Jemari kanan Tarendra memegangi bibirnya sendiri. Berusaha mengingat setiap kecup dan pagut yang kemarin malam ia lakukan dengan si sahabat, Nakuladewa. Banyak kelebat bayang-bayang berlalu lalang di kepalanya saat ini.
Tarendra teringat tatkala Nakuladewa tersenyum dan mengulurkan tangan kepadanya. Mengatakan bahwa mereka akan berteman dan keluarganya adalah keluarga Tarendra juga.
Tarendra teringat segala hal yang pernah Nakuladewa lakukan untuknya. Banyak hal baik, yang mungkin tidak bisa Tarendra hitung saking banyaknya.
Lalu, bagaimana mungkin Tarendra akan membuat Nakuladewa lagi-lagi harus mengalami kesulitan karena ulahnya?
Bagaimana bisa Tarendra membiarkan Nakuladewa nantinya dicemooh orang banyak sebagai gay jika hubungan mereka diakui sebagai perasaan suka satu sama lain?
Tarendra tidak tahu mengapa, namun ulu hatinya terasa sangat sakit saat ini; seperti ditusuki oleh jarum transparan tak kasat mata. Ia teringat perkataannya ketika kemarin malam berada di mobil dengan Nakuladewa.
Banyak kata-kata yang tidak semestinya ia ucapkan namun terpaksa ia ucapkan agar Nakuladewa tidak merasa dirinya sendiri adalah hina.
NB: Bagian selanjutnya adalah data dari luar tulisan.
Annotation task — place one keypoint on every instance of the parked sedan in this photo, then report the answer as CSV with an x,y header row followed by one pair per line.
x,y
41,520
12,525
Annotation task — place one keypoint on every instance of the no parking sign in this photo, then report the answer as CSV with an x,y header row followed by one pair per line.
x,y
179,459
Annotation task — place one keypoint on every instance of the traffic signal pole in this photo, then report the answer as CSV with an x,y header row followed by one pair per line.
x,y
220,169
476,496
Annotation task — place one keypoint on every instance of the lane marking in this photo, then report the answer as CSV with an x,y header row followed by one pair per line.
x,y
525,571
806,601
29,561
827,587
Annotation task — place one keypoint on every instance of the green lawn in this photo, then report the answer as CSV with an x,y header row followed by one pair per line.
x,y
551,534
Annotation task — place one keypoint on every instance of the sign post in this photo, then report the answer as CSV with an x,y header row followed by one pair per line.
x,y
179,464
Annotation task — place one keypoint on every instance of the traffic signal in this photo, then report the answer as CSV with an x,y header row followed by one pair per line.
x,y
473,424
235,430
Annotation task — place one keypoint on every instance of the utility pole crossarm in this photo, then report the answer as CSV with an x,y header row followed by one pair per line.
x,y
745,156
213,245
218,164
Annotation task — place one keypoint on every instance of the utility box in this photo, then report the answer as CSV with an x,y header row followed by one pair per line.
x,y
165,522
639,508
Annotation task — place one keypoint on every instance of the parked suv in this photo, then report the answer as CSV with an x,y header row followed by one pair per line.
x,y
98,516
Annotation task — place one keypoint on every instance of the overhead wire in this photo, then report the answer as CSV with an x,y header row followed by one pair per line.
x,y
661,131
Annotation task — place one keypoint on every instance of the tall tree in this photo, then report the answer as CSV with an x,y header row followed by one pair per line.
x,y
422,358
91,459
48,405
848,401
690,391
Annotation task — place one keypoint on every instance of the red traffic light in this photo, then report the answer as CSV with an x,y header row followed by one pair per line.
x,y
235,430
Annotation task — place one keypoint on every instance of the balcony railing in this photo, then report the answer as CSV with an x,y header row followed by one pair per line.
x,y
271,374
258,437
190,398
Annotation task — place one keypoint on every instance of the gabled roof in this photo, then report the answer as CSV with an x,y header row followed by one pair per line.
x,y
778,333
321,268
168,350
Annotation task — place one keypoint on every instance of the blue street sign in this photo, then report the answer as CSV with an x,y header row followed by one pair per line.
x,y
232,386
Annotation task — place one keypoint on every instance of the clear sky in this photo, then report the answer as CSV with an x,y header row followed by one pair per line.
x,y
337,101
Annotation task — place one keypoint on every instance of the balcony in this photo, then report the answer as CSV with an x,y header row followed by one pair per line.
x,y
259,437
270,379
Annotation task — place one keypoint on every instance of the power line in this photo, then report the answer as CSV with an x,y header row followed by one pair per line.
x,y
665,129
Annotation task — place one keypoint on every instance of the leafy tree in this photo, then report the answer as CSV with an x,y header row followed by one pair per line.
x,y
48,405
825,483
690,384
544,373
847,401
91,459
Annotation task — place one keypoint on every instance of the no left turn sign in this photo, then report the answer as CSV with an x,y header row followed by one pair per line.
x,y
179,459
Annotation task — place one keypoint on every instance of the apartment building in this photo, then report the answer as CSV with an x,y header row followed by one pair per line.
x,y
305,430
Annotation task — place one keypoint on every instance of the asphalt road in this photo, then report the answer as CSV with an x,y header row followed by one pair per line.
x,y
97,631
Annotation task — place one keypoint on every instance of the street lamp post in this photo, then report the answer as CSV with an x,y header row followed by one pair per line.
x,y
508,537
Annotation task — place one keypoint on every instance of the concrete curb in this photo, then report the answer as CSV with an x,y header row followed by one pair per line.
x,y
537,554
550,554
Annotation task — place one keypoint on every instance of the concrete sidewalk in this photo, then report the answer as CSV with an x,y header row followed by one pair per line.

“Gue bukan gay!”, kata Tarendra. Namun sungguhㅡ bukan itu yang ingin ia tekankan. Tarendra ingin Nakuladewa paham bahwa ia tidak ingin sahabatnya itu mendapat pandangan miring dari orang-orang akan hal yang dianggap tabu.
Bahwa sesungguhnya Tarendra tidak ingin Nakuladewa mendapat cemoohan itu. Bahwa sebenarnya, Nakuladewa tidak pantas untuk mendapat hinaan sekecil apapun bentuknya.
Karena Nakuladewa, adalah keindahan terhebat tanpa sedikitpun cela.
Dan rasa sakit di ulu hati Tarendra semakin menjadi tatkala ia mengingat bagaimana nama Acha terpampang pada layar ponsel milik Nakuladewa ketika mereka tengah berbagi pagut.
Orang seindah dan secemerlang Nakuladewa tidak sepantasnya berlabuh dengan orang yang tumbuh dari kerasnya badai seperti Tarendra. Nakuladewa semestinya bersanding dengan seseorang yang indah dan baik;
seperti Acha.
Di ruang kamar yang sepi, tangis Tarendra pecah. Ruah.